As mentioned to Sarah, I'm available for any questions on new visualization options in LZ.js as well. (depending on how you want to display this info) It never hurts to get features used in the wild and find ways to improve. :)

welchr commented 6 years ago

Forgot to mention last week - UKBB hits are available now too, for both GRCh37 and 38.

sgagliano commented 6 years ago

Thank you Ryan! Just to clarify, the UKBB "hits" are defined as variants that reached genome-wide significance (p<5E-8) in the HRC-imputed analysis for any of the 1400 phecodes?

welchr commented 6 years ago

Exactly. If there's a more stringent threshold to use given 1400 traits were tested, let me know and I can filter down further.

abought commented 6 years ago

Following up: @welchr , is this ticket still active based on the API work? If not, is it safe to close?

Is any additional support needed on my end to make this ticket a reality?

welchr commented 6 years ago

It's merged into master on the API/DB side. I think @pjvandehaar needs to try incorporating it into PheWeb, and then file additional issues if visualization methods other than tooltips are necessary for displaying the information.

abought commented 6 years ago

Thanks! Because we're awaiting user feedback to verify, I'll keep this ticket open for now. (just going through to weed open issues on the tracker. Feel free to close once the DB work is accepted)
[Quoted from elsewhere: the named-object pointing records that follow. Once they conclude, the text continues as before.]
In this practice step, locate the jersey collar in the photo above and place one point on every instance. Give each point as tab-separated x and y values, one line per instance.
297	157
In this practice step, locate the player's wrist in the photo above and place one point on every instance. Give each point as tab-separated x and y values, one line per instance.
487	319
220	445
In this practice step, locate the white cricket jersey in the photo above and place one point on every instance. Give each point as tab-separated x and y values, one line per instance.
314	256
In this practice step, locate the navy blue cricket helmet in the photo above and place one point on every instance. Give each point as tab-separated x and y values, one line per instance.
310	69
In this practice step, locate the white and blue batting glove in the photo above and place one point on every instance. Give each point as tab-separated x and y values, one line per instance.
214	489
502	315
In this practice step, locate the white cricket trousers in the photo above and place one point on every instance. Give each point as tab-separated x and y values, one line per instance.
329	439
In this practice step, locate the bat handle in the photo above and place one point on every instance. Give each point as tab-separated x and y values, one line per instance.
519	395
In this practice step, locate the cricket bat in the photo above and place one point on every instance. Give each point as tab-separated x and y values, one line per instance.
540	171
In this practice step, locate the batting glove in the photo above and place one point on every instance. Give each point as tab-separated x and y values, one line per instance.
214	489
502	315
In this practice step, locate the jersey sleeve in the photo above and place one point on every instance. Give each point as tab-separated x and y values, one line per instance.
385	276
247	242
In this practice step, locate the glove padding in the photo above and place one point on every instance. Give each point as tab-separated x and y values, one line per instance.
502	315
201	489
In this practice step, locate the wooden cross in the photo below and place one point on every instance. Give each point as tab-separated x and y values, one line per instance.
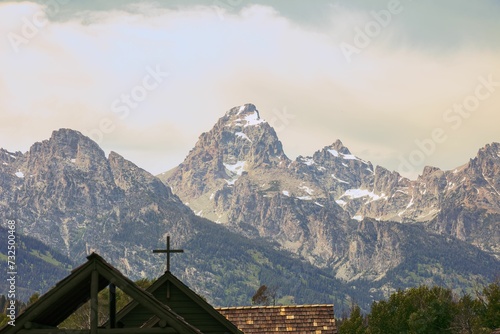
168	251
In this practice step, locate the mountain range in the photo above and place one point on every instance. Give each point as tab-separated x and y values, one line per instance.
330	227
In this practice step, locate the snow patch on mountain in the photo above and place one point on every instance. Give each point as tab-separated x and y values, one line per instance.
242	135
253	119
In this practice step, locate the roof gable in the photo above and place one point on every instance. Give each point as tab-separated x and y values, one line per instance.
76	289
172	292
318	319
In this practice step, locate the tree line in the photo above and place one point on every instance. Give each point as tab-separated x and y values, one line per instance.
428	310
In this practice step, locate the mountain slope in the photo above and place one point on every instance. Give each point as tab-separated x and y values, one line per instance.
311	206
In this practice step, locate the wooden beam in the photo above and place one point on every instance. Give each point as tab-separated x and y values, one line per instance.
94	305
112	306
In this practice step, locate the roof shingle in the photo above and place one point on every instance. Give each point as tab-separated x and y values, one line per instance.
296	319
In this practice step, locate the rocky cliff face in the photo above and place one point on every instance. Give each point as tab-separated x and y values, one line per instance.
272	213
71	197
238	175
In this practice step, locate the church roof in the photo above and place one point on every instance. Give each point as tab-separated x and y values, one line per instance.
181	299
76	289
296	319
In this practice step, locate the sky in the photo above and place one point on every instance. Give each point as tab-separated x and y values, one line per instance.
404	84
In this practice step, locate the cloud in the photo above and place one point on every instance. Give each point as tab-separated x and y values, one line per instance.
73	71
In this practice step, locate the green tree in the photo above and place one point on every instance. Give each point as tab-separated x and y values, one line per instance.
355	324
416	310
490	306
467	320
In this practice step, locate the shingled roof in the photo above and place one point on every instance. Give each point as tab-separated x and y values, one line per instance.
298	319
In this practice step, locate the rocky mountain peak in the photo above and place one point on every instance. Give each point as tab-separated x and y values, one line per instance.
339	147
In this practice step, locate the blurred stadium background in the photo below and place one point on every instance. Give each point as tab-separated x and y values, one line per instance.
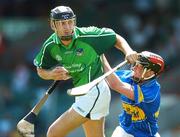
152	25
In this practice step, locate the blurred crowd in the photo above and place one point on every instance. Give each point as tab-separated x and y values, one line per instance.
152	25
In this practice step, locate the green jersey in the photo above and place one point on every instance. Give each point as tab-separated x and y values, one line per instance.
81	57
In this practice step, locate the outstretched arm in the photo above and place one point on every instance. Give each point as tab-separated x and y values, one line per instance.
115	83
121	44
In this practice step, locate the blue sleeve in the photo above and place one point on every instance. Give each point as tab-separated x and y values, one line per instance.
146	93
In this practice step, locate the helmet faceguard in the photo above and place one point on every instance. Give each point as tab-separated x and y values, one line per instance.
62	13
150	61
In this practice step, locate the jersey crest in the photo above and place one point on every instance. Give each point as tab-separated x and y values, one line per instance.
79	52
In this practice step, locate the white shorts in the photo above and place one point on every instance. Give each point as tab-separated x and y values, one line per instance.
95	104
120	132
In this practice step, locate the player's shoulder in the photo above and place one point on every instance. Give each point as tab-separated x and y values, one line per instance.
92	31
49	41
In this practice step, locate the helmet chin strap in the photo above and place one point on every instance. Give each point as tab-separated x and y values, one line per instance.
64	38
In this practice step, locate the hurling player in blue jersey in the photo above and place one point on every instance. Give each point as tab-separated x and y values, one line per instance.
140	95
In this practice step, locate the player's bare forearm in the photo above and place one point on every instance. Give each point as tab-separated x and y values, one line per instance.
122	45
58	73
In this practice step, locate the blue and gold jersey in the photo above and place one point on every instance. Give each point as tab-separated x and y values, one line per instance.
139	117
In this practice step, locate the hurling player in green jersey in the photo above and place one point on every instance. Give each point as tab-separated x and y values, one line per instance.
78	50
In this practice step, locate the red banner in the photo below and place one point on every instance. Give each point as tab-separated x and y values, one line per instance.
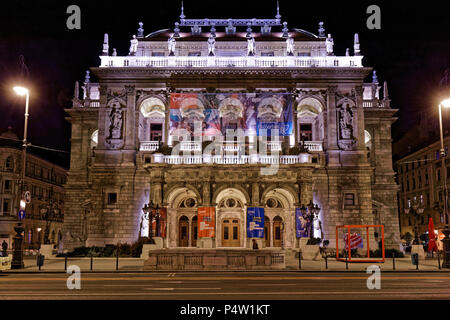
206	222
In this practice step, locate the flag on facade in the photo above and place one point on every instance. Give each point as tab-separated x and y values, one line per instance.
431	236
355	241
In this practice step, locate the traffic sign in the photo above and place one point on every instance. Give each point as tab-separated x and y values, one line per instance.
21	214
27	196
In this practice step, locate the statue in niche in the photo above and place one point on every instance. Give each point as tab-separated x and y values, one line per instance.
171	45
133	46
211	45
290	46
116	120
251	46
346	122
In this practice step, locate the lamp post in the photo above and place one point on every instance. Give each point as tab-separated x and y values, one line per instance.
446	231
17	261
416	209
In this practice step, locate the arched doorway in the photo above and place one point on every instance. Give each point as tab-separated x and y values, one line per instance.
267	231
230	233
194	231
183	232
277	231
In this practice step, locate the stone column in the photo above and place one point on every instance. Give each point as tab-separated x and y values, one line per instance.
359	119
130	128
102	119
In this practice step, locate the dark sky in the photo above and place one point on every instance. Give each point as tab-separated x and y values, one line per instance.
411	51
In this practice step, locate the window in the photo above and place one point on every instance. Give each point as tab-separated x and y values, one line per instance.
8	186
6	207
112	198
9	163
349	199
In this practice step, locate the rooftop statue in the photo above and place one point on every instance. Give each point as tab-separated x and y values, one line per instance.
133	46
211	45
251	46
171	45
329	43
290	46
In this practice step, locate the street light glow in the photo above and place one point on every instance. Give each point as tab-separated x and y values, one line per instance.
446	103
21	91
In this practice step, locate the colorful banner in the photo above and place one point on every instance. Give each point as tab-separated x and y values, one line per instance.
206	222
301	225
214	113
355	241
255	222
162	224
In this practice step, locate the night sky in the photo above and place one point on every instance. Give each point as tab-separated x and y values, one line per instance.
411	51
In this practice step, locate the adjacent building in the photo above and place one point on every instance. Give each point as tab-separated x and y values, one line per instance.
45	182
264	94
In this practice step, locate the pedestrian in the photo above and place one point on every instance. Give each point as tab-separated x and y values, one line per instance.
5	248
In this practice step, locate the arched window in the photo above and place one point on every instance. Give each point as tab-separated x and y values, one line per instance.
9	164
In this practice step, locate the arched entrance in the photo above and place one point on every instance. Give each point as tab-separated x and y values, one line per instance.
267	231
277	231
183	232
194	231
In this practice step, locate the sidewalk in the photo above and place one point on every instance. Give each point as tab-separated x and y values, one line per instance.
136	265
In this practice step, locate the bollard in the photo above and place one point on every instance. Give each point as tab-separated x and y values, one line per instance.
393	260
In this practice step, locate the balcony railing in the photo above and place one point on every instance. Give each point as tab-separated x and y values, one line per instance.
229	62
313	146
149	146
246	159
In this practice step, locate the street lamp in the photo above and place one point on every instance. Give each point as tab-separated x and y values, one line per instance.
17	261
416	209
446	241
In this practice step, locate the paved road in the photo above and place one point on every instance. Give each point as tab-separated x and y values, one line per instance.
225	286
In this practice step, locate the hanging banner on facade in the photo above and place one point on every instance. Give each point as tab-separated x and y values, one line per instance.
255	222
215	113
206	222
301	225
159	225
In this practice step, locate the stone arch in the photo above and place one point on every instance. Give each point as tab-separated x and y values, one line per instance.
239	190
180	192
285	195
152	106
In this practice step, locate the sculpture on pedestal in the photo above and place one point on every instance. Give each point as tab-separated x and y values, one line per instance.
251	46
133	46
171	43
211	45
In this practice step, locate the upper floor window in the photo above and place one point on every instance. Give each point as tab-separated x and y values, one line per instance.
9	164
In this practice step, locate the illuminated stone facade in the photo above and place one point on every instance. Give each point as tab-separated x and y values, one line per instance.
120	121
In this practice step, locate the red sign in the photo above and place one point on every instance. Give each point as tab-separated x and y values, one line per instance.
206	222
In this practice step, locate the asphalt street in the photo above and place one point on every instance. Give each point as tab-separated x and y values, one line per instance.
225	286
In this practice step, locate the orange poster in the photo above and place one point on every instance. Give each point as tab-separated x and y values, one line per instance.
206	222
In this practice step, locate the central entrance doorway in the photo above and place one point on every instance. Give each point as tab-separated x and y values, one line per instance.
230	232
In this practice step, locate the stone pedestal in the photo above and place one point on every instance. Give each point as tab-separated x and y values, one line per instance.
158	245
206	243
418	248
46	250
311	252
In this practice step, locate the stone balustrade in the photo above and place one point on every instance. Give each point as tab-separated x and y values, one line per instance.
215	259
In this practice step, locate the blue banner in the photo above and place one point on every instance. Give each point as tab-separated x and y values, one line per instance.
301	225
255	222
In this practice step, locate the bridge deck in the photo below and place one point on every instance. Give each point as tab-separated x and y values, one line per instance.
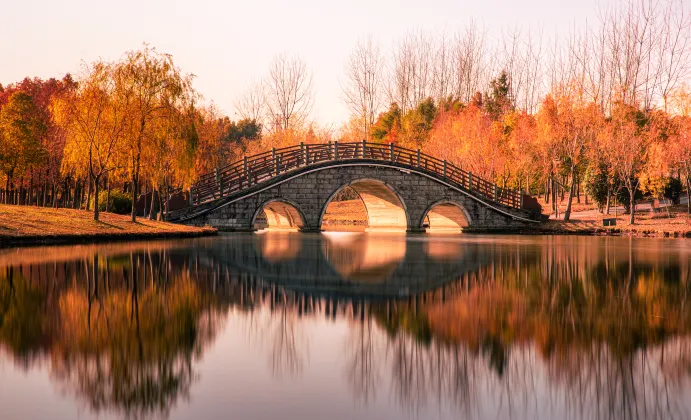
252	170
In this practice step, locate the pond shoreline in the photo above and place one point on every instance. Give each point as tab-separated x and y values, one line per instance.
31	225
37	240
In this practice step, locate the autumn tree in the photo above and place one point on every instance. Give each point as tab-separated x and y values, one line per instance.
573	125
362	87
148	82
626	141
21	133
289	92
95	122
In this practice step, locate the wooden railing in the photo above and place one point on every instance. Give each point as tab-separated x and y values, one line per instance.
252	170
abought commented 6 years ago

Attaching a screenshot from initial experiments, to use as a prop during a scheduled discussion with Sarah today.

This demonstrates two options:

  1. A rug track (mark which snps are in the catalog at all)
  2. A label track (*it's not unusual for a hit to appear in the catalog multiple times, eg associated with several traits or trait groups)

Other display options, like tables, are also a possibility.

screen shot 2018-09-14 at 12 28 55 pm

abought commented 6 years ago

The associated PR was merged and is awaiting pheweb integration. Closing this ticket accordingly.